Centralisation Inherent in Capitalist Development

The development of capitalism necessitates, as one of its conditions, the formation of larger markets for commodity production. This necessity plus the requirements of big capital demand growing centralisation. The centralisation of state power is in part a reflection of this law of centralisation inherent in the capitalist development. The consequent erosion of the rights of the States or denial of autonomy to them is not simply a matter of will of this or that leader or this or that party in a pure subjective sense, although, as will be shown later, such factors do play a role in a given objective configuration of political power. Hence the issue of State autonomy and State rights is more than a question of simple choice between federal and unitary preferences on a mere constitutional level. The issue is closely bound to the sphere of operation of the law of centralisation inherent in the capitalist path of development.

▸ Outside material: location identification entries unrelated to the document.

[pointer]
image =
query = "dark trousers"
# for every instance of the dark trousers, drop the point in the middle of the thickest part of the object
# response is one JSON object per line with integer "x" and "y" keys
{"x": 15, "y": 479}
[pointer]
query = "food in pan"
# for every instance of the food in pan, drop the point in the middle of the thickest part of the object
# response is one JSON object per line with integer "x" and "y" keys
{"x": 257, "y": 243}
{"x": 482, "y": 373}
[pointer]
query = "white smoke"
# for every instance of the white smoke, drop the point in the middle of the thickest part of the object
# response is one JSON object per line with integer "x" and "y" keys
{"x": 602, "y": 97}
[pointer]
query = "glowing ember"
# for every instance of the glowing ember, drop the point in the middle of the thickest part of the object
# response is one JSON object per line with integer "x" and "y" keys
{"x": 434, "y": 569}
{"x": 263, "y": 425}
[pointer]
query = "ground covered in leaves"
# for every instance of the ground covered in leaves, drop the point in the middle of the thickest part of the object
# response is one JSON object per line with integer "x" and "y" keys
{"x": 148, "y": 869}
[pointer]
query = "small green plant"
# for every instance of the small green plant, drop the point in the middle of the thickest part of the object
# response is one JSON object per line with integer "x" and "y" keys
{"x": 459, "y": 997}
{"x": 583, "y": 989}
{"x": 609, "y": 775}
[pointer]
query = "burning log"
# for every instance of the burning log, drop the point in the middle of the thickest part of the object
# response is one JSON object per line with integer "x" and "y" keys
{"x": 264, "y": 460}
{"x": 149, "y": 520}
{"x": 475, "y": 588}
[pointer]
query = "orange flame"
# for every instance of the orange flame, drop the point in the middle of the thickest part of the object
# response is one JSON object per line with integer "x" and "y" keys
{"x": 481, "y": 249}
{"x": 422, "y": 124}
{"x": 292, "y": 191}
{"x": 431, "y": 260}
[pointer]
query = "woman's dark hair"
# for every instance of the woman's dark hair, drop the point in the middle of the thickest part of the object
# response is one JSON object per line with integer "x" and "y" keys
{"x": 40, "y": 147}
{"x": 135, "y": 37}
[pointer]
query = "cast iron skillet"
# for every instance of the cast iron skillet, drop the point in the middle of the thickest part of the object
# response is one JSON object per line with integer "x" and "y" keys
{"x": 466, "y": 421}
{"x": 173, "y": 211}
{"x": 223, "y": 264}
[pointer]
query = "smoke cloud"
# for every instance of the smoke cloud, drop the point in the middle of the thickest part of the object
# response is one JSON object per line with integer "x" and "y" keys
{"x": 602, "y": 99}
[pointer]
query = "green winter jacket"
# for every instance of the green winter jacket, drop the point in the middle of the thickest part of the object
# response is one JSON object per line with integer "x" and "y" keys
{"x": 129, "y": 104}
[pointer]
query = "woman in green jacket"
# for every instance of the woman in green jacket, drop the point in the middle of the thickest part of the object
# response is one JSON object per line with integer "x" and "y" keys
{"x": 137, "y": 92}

It may not be out of place here, even if by way of digression, to note that such a tendency towards centralisation and concentration of political power has been universal in the constitutional evolution of all 'liberal democracies'. It has been clearly discernible even in the advanced capitalist states of West Europe and North America. What has come to be described by political analysts as the growth in the powers of the federal government in the USA and other federations and also its concentration with the executive—President or Prime Minister and Cabinet — is in actual fact the working out of the tendency inherent in the operations of big capital noted above. Any empirical-temporal analysis of the centralisation of political power or major shifts in the constitutional functioning in favour of federal governments in advanced capitalist states would show that such a development has generally followed the rise of big capital or monopolies as the dominant element in the economies of these societies.